Note: English (US) currently has some issues because Apple allows that one to only work on their servers.

If you have any requests, please do not hesitate to open an issue.

ETA Assumptions

SFSpeechRecognizer can't estimate how long the transcription will take. The user, though, would like to know how long it may take. The solution I have come up is actually easy:

It seems, the time it takes is dependent on machine and load on the machine. The load itself doesn't some to influence too much. So, the first time you run the software on a machine in your account, it will show an indeterminate progress bar. It will tell you that it might take as much as the duration of your audio recording.
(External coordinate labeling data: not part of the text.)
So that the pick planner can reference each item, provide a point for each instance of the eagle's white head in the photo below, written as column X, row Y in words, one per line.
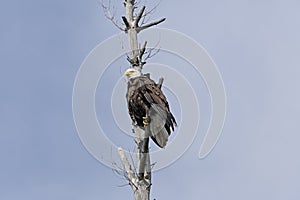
column 132, row 73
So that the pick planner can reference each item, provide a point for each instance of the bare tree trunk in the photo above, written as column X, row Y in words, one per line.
column 140, row 181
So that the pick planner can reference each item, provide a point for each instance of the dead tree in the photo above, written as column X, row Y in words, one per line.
column 134, row 22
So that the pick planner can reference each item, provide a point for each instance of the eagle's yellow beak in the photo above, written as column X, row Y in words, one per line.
column 128, row 72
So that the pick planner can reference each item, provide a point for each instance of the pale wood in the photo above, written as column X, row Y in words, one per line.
column 140, row 180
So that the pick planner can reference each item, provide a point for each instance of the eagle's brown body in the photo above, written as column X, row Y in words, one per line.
column 147, row 102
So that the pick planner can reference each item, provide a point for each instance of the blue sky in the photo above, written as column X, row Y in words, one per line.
column 255, row 45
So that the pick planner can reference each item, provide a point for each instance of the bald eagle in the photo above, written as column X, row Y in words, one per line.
column 148, row 107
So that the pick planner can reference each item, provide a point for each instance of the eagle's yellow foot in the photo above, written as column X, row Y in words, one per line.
column 145, row 121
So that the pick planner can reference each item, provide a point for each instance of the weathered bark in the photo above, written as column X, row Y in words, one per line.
column 140, row 181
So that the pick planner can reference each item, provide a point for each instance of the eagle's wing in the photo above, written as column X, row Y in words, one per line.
column 161, row 119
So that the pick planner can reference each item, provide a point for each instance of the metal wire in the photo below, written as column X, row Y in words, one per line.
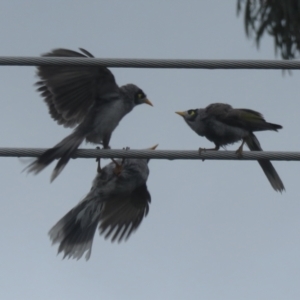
column 150, row 63
column 159, row 154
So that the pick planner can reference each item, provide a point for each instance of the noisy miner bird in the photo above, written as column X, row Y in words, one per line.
column 223, row 125
column 118, row 203
column 84, row 96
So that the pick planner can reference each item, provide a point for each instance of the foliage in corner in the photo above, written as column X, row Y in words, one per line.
column 278, row 18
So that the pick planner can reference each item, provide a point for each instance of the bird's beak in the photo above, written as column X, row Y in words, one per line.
column 180, row 113
column 147, row 101
column 154, row 147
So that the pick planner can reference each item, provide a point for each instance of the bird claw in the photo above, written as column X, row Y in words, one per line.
column 239, row 152
column 202, row 150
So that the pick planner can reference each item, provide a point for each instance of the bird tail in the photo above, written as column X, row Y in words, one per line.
column 75, row 231
column 274, row 179
column 64, row 150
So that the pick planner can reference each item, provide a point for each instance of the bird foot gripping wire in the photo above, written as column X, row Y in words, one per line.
column 239, row 151
column 119, row 166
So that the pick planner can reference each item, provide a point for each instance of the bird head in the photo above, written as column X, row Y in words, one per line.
column 188, row 115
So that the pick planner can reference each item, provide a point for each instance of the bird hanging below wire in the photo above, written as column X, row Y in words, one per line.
column 118, row 202
column 223, row 125
column 83, row 96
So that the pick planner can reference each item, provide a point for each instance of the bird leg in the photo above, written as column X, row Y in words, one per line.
column 119, row 167
column 210, row 149
column 239, row 151
column 98, row 161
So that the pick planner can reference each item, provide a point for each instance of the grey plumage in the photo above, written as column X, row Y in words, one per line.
column 223, row 125
column 118, row 203
column 83, row 96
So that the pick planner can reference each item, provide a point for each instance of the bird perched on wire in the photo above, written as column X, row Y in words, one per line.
column 117, row 202
column 86, row 96
column 223, row 125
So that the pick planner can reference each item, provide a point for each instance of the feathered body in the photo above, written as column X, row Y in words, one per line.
column 83, row 96
column 223, row 125
column 118, row 203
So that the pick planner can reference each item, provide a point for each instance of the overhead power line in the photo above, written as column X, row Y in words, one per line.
column 159, row 154
column 150, row 63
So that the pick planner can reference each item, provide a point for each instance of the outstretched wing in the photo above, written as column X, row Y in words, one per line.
column 121, row 215
column 70, row 91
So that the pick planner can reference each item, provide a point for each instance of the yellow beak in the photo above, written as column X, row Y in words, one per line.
column 180, row 113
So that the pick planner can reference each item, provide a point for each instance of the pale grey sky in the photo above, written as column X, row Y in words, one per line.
column 216, row 229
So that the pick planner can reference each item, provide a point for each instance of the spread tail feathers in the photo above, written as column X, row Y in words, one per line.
column 63, row 150
column 75, row 231
column 253, row 144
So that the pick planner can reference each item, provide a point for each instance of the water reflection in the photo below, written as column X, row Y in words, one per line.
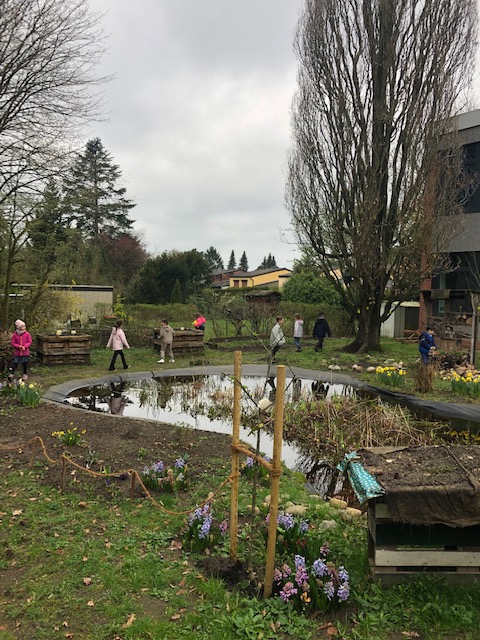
column 206, row 403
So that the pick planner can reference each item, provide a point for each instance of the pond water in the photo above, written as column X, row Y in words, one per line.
column 205, row 402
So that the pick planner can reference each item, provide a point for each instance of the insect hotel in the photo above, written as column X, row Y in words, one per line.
column 423, row 510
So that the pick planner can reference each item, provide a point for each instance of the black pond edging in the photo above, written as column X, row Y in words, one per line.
column 441, row 410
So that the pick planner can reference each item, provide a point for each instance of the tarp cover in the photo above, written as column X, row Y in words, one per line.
column 428, row 485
At the end of each recording, it will check how long it actually took. And starting with the second transcription, it will have better and better estimates and will display a determinate progress bar.

If you think the timing sucks, you can reset all assumptions in the preferences.

Notes

There might be more documentation on Blog Post.

License

Copyright 2021 Imdat Solak

Redistribution and use in source and binary forms, with or without modification, are permitted provided that the following conditions are met:

  1. Redistributions of source code must retain the above copyright notice, this list of conditions and the following disclaimer.

  2. Redistributions in binary form must reproduce the above copyright notice, this list of conditions and the following disclaimer in the documentation and/or other materials provided with the distribution.

  3. Neither the name of the copyright holder nor the names of its contributors may be used to endorse or promote products derived from this software without specific prior written permission.

THIS SOFTWARE IS PROVIDED BY THE COPYRIGHT HOLDERS AND CONTRIBUTORS "AS IS" AND ANY EXPRESS OR IMPLIED WARRANTIES, INCLUDING, BUT NOT LIMITED TO, THE IMPLIED WARRANTIES OF MERCHANTABILITY AND FITNESS FOR A PARTICULAR PURPOSE ARE DISCLAIMED. IN NO EVENT SHALL THE COPYRIGHT HOLDER OR CONTRIBUTORS BE LIABLE FOR ANY DIRECT, INDIRECT, INCIDENTAL, SPECIAL, EXEMPLARY, OR CONSEQUENTIAL DAMAGES (INCLUDING, BUT NOT LIMITED TO, PROCUREMENT OF SUBSTITUTE GOODS OR SERVICES; LOSS OF USE, DATA, OR PROFITS; OR BUSINESS INTERRUPTION) HOWEVER CAUSED AND ON ANY THEORY OF LIABILITY, WHETHER IN CONTRACT, STRICT LIABILITY, OR TORT (INCLUDING NEGLIGENCE OR OTHERWISE) ARISING IN ANY WAY OUT OF THE USE OF THIS SOFTWARE, EVEN IF ADVISED OF THE POSSIBILITY OF SUCH DAMAGE.